The Good, Bad and Not So Ugly Truth About HR Data Quality

December 11, 2014 Heather Greenwood

Image_Human Resource Data Quality

Having worked in the Human Resources field for the past sixteen years, the only sets of data I have ever focused on was in the HR space. To me, no other sets of data are more critical than HR data. Why, you might ask? Well, whether you call it “Human Resources” or “Human Capital Management (HCM)”, what you are really talking about is “people”. At the heart of every business, it takes some amount of people to keep it going.

The way “people” data is stored and used is immensely different than secured information such as credit card numbers or banking data. HR data comes with its own set of privacy and sensitivity issues. To be useful to an organization, HR data must be accessible and comprehensive. Therefore, there is a huge need for understanding who needs to have access to what data and why.

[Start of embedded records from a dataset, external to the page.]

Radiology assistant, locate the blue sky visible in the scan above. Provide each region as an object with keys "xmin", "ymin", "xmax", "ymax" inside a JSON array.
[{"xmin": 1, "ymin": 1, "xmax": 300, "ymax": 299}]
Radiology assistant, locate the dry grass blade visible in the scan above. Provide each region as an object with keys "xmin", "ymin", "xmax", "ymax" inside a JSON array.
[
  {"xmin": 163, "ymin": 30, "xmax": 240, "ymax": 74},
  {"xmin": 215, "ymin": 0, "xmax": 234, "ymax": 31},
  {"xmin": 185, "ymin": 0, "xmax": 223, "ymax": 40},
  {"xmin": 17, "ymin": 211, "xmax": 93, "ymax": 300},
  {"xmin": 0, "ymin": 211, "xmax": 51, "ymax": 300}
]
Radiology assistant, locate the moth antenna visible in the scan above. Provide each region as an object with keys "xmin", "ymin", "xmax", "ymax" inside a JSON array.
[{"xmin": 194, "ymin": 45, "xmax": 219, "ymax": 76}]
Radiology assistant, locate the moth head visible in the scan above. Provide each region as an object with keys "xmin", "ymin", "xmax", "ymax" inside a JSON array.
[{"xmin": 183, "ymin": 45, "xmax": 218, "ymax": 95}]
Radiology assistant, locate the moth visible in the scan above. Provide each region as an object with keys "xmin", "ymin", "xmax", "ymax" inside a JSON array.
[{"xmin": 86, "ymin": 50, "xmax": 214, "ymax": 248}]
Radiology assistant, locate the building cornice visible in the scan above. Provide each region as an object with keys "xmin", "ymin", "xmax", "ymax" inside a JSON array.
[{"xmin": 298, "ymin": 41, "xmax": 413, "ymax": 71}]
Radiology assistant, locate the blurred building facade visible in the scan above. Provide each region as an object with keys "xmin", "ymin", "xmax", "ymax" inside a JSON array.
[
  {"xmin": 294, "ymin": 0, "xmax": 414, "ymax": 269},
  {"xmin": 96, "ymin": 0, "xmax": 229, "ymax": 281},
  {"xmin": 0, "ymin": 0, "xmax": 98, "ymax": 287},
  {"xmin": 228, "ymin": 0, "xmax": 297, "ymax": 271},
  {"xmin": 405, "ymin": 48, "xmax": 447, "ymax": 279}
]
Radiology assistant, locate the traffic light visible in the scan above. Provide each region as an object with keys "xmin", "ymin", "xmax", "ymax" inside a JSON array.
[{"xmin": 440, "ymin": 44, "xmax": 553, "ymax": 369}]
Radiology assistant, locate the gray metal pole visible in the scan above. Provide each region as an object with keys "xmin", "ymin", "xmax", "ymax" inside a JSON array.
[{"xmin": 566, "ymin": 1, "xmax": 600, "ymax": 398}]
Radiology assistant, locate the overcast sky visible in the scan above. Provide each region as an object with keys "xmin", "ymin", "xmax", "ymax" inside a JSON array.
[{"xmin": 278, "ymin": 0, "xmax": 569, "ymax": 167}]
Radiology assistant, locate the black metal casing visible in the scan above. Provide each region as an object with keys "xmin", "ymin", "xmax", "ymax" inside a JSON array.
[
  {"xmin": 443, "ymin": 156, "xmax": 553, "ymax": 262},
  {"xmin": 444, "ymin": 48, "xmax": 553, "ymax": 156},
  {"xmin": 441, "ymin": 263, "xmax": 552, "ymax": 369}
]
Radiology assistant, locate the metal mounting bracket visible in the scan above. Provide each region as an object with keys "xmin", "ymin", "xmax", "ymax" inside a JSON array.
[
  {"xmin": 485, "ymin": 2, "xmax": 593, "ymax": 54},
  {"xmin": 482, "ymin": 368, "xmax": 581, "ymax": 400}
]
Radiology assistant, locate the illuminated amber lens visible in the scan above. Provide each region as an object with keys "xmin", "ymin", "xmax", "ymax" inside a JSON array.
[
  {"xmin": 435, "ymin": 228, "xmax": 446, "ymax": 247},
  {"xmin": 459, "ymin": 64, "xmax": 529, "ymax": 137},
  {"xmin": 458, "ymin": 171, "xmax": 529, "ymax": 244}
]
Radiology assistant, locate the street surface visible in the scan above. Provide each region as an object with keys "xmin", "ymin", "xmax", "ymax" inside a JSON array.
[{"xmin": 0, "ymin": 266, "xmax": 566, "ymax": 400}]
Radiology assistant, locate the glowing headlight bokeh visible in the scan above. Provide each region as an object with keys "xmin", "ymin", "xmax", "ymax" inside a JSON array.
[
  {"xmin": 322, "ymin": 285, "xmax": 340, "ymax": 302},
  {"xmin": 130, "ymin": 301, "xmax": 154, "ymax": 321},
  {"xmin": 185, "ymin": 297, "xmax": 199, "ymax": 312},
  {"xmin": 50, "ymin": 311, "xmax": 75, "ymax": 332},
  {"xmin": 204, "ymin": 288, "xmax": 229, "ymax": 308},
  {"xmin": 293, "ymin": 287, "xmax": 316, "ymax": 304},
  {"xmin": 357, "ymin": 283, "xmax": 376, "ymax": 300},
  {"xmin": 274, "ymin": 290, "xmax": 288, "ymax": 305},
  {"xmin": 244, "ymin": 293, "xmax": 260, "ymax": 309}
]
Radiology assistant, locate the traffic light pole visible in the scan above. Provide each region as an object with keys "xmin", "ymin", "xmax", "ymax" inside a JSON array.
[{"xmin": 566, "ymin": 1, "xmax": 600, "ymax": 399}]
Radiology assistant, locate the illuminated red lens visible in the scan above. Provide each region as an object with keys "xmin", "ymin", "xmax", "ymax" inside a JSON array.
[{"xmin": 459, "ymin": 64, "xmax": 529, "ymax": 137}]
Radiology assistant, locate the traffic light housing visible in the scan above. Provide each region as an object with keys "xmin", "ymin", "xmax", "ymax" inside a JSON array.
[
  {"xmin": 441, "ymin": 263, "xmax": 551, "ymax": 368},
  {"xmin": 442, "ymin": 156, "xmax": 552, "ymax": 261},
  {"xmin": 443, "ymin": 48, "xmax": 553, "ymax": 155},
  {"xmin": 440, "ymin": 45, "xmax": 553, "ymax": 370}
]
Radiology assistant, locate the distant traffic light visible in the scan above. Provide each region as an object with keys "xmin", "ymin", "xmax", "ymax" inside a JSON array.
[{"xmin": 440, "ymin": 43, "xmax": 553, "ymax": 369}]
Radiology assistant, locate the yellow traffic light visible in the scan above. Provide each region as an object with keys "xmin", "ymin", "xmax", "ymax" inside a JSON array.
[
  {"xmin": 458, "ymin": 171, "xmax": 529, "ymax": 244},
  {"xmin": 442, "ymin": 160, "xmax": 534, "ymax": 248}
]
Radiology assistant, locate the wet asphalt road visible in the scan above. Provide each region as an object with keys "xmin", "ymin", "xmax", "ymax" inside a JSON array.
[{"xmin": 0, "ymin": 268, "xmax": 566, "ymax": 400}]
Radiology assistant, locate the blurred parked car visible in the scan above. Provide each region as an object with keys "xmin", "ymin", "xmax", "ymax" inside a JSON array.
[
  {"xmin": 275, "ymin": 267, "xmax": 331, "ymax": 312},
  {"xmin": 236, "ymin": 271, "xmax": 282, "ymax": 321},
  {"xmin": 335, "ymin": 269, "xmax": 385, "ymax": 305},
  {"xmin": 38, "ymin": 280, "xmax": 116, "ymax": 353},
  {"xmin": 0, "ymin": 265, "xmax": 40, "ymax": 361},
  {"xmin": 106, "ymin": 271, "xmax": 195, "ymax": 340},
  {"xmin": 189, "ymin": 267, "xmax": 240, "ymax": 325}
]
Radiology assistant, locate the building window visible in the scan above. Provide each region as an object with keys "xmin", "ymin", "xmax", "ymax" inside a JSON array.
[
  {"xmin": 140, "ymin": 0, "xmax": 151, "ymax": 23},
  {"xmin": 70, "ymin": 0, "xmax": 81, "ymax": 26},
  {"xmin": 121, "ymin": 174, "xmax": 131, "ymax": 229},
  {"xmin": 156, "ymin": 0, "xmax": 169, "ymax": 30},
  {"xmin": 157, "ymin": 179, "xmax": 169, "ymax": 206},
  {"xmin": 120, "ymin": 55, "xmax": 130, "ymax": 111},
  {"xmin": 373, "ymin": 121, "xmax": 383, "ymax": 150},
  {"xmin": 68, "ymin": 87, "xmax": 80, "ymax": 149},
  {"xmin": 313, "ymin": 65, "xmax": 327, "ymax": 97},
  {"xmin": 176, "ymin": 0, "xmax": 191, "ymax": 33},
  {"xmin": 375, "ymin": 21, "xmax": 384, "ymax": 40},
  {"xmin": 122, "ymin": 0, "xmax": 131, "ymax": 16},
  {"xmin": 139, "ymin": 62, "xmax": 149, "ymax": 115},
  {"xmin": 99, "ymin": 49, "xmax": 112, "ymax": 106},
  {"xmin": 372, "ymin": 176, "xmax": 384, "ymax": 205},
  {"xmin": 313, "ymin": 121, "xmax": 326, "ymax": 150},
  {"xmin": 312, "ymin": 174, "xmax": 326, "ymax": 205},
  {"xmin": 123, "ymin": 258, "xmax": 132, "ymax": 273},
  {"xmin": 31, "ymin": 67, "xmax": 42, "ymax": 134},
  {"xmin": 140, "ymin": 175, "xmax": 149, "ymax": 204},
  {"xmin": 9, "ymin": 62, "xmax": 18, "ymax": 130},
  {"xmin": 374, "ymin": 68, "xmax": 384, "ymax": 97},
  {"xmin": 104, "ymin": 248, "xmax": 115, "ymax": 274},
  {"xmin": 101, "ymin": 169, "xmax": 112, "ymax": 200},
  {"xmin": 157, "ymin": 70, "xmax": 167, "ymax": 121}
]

This often results in the HR Department owning, policing, and sometimes having a separate system to house their data.

When you have incorrect data about people, you are not just affecting a customer, product, distributor, consumer, or downstream product or process. While these areas are all vastly important, what ultimately fuels them is the human factor. People aren’t easily measured by numbers, keywords or other metrics. Sure you can analyze their pay, age, geographic information, or job details, but what do you do when you are asked to measure employee engagement or performance management? That’s when you have to dig deeper and get a better understanding of the overall picture of what makes up HR data.

HR data is no longer about just paying people correctly. Today, it is made up of all sorts of facets, and now includes social media as a new source of data. HR data is used to determine how to engage talent, cultivate strong leaders, and drive change. It involves organizational structure, payroll and benefits, performance management, training, and workforce planning/talent analytics.

For fun, I posed the question on my Facebook page, “What one word comes to mind when you hear the phrase HR Data Quality?”. Needless to say, the answers were wide-ranging from the serious to the comical. Some examples of those answers were accuracy, people, current, validated, time saver, and essential. So after reading those, do they paint a picture of what HR Data Quality is? Not really, and one word could never sum it up.

So how do you approach quality from an HR perspective? Unfortunately, data quality no longer boils down to right or wrong, good or bad. One must first examine the goals of the data: it must be secured, trusted, easily integrated with other systems, accessible, and reportable. Based on my past experience, documentation I have reviewed, and practical thinking, it is often easiest to think of data quality when considering the following five concepts: Accuracy, Timeliness, Completeness, Relevancy, and Consistency.

Accuracy simply means, “How good is the data?” To answer this question you can review the reliability of where the data came from, what the process was to get the data, and how much the data reflects reality.

Next, Timeliness looks at how old the data is in relation to when it will be used. For example, look at the turnaround time of processing new hire paperwork. If a person is hired at the first of the month but data is not inputted into the system for 30 days, and then the data isn’t collected for a report until 15 days later, the data is at most 45 days old before it can be used. Having the most current or real-time set of data is most important. Also, looking at the timeliness of data will show efficiencies in processes, or lack there of.

Completeness is often an overlooked aspect of data quality. Many times, a company does not store all HR data in a single system. Therefore, to have overall completeness, every system, file or database must contain the same population based on their stored data in order to have a complete set of data for each person.

Relevancy is the availability of required data elements. For example, if a company’s headcount is centered around counts by building location, yet that field is not a required data field, headcount becomes irrelevant because it may not be complete for every person that should be included in the headcount. Records being stored should contain enough details to address business needs, whether current or future. Therefore, special planning should take place to include future initiatives when determining data requirements.

Finally, Consistency refers to how the codes or fields are interpreted by the person entering, supplying, collecting, or interpreting the data. For example, does every department within the organization that uses a particular field have the same meaning for that field? Or, if there is a drop-down code, do all codes mean the same across all divisions or countries? Providing clear data definitions within an organization will provide consistency and assurance that data does not contradict itself.

Hopefully this post has helped you to understand that HR data and its quality is not only important, but it’s also multi-faceted and cannot be fully explained or comprehended in one word. However, it is also far from ugly. It is exciting, challenging, and on the cusp of becoming the focal point of many companies in order to shape the future of their organizations.